Bruins, fans show Boston strong
"The one thing that I sense from our team is that we have the ability to maybe help people heal and find some reason to smile again, by giving them that, by representing our city properly," said Julien. "To me, this is a time where you are proud to be associated with a professional team, even the NHL and all professional sports. When you look at the support this city has had from rivals, that are giving us support at this time, it's amazing. We have an opportunity here to make our city proud. I think we're all in for it and hopefully we can do that for this city right now."
According to espn.com, the Bruins held an emotional pregame ceremony to honor the victims of Monday's marathon bombings. Once the Bruins took to the ice, the 17,565 fans in attendance gave the city's hockey team a standing ovation.
TD Garden became silent as a "Boston Strong"-themed video played on the video board, accompanied by the song "Home" by Phillip Phillips, honoring the first responders with a montage of pictures.
The video concluded with a written message: "We are Boston. We are Strong. Boston strong."
Then, surrounded by the Boston Fire Color Guard, local icon Rene Rancourt began to sing the national anthem. Only a few words in, he motioned to the fans to start singing. The noise was incredible.

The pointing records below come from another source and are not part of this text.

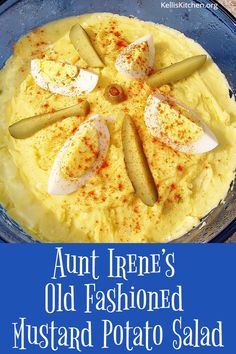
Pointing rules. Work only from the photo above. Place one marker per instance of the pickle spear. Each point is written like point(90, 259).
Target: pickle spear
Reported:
point(29, 126)
point(136, 163)
point(177, 71)
point(81, 41)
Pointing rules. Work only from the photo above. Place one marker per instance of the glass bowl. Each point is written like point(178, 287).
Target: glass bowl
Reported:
point(205, 21)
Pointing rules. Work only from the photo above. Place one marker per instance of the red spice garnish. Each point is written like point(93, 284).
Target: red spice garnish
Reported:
point(178, 197)
point(105, 164)
point(172, 186)
point(180, 168)
point(121, 43)
point(114, 91)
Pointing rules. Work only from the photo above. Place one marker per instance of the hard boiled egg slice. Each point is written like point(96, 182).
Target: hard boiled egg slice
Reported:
point(63, 79)
point(80, 158)
point(176, 125)
point(136, 60)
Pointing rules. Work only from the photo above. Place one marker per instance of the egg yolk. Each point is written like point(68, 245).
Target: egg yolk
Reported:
point(81, 153)
point(176, 125)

Bruins forward Brad Marchand also raffled off his own TD Garden suite for the team's first home playoff game, with all proceeds to benefit the Richard family of Dorchester, whose 8-year-old son, Martin, died in Monday's bombings.
"Our whole team saw the photos of Martin at our game from last Thursday and learned that he and his family are big fans of ours," Marchand said. "This is just one small gesture, which I hope can help the Richard family during this incredibly sad time for them. What they are going through is unimaginable and we will try to assist them in any way we can."
Security was tightened in and around North Station, a major train and subway stop next to TD Garden, as well as the Garden itself prior to the game. In the morning, vehicles entering the North Station garage were examined, using mirrors to look underneath them. In the afternoon, building personnel were removing the recycle and trash bins from Causeway Street and around TD Garden. Bomb-sniffing dogs were brought in to inspect the building.
Julien said his perspective has really changed in recent years. Earlier this year, he and members of the team went to visit those affected by the Newtown, Conn., shooting spree at the Sandy Hook Elementary School.
"I just don't want to look at the marathon as the sole reason; there's other things that have happened in this country, in this day and age, that really makes you reflect on a lot of things," said Julien. "But this is the closest, obviously ... you feel that this is your home, this is what you represent as a professional organization. The first thing you do is you want to help out; you want to do the best you can. We did that for Newtown.
"I'll tell you what, there wasn't a better feeling than going there and then trying to spread some joy and put smiles on some people's faces. Our goal is to do the same thing here with this city and everyone that was involved in this tragedy. We've got a good group of guys here that we're fortunate to have on our team that care a lot about what's happened. There's no doubt that it's affected us individually, personally. We certainly would like to be a group that can do something that can really help this city get through it."